在湖南黄家镇有三个人在怀想他们的青春,他们分别是作家、画家和教授。他们都有过各自的理想和爱情,但都在时间的长河里遗失了,他们老了。他们还能重新获得理想和爱情吗?

黄小民

李作家来电话,告诉我马教授从长沙回来了。我放下话筒,目光移到窗外,窗外是十月里一个金灿灿的下午,黄灿灿的太阳照在街对面的红砖墙、青砖墙和白墙上。汽车从街上驶过,鸣着喇叭驱赶横穿马路或走在街中的行人,街上一片嘈杂的叫卖声和音乐声。我的画店是街上最安静的商店,只有我和我老婆。画店旁有家新开张的自选商场,很讨厌,整天播放着活泼的儿童歌曲,将声音开得很大,以此招揽路人,没完没了。我喜欢安静,喜欢在安静中作画,在安静中想问题和在安静中自由自在地出入睡眠。而这家自选商场播放的音乐声却常常把我从午睡中硬拉出来,让我看着窗外灰白的天空发呆和恨。这是我被没完没了的乐曲声极其可耻地拉出了梦乡。
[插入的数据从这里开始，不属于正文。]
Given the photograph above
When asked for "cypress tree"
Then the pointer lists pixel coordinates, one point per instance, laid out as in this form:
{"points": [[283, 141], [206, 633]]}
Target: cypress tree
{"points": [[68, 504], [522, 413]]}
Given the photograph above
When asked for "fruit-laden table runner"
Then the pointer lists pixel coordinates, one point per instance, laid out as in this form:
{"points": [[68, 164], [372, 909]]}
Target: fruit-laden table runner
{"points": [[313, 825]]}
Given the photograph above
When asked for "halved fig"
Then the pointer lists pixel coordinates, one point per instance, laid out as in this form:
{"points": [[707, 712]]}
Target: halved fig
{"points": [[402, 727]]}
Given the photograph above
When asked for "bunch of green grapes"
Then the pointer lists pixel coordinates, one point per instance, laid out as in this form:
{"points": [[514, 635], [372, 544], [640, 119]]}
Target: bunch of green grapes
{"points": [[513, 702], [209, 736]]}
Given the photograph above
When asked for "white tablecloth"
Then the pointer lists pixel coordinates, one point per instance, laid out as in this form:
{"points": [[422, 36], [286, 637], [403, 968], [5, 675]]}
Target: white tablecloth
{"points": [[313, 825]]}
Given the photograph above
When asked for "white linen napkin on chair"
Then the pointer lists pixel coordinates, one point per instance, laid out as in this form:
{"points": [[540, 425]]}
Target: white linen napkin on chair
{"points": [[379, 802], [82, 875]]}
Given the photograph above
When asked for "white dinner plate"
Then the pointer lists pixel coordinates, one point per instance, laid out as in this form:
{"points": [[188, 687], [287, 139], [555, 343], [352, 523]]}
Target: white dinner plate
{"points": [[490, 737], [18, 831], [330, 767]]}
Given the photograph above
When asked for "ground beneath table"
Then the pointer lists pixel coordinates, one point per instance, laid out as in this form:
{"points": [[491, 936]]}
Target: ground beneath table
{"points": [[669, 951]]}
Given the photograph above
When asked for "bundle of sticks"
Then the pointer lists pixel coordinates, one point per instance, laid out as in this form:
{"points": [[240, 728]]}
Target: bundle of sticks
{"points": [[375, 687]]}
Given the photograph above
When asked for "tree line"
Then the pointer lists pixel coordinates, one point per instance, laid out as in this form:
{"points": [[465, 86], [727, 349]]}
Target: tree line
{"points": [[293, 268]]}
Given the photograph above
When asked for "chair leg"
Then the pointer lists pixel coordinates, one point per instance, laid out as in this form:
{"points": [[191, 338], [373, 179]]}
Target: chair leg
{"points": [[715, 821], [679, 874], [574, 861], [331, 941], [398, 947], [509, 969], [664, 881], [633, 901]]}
我的睡眠很少,因为我不会睡觉。有的人会睡觉,一倒下就能睡着。我是半天都不能进入梦乡。我要看很长时间的书,要把自己弄得很疲劳才能入睡,否则我那一个晚上就得睁着眼睛,即便闭着眼睛,脑海里也尽是往事或一些徒劳的憧憬。我很瘦,这是我睡眠不好造成的。我是名画匠,临摹或创作,以风景画为主,这是街上的年轻人都喜欢在客厅或卧室里挂的风景画。有时他们把自己喜欢的风景画拿来,让我临摹,有时他们又看中了我创作的风景画,买下它,挂在客厅里供他的朋友欣赏。我也接肖像画,他们把姑娘的相片拿来,让我画那些坐在草地上或站在花坛前的姑娘,或画那些姑娘站在北京天安门或深圳的世界之窗前照的照片。他们拿着我画的肖像去讨好心爱的姑娘,表示他们的爱情尽管通过了我的手描绘,但是真的。因为我是要收费的,两百元三百元不等。两百元三百元在我们这个经济不怎么发达的黄家镇,还真的是钱。
李作家是位半桶水作家,是我们镇上的作家,经常有文章发表。我们县创办的《白水周报》就经常刊登他的文章,有时候《衡阳日报》和《湖南日报》上一不小心也会出现他写的关于黄家镇变迁的文字。李作家以前在镇糖果饼干厂工作,那家工厂由于被县电视台曝光——揭露该厂生产的饼干不卫生而于三年前停产了,工人们成了下岗工人。李作家就是从下岗后拿起钢笔写文章的。这个曾经爱读契诃夫和鲁迅的小说和杂文的老李,如今成了镇上舞文弄墨的角色。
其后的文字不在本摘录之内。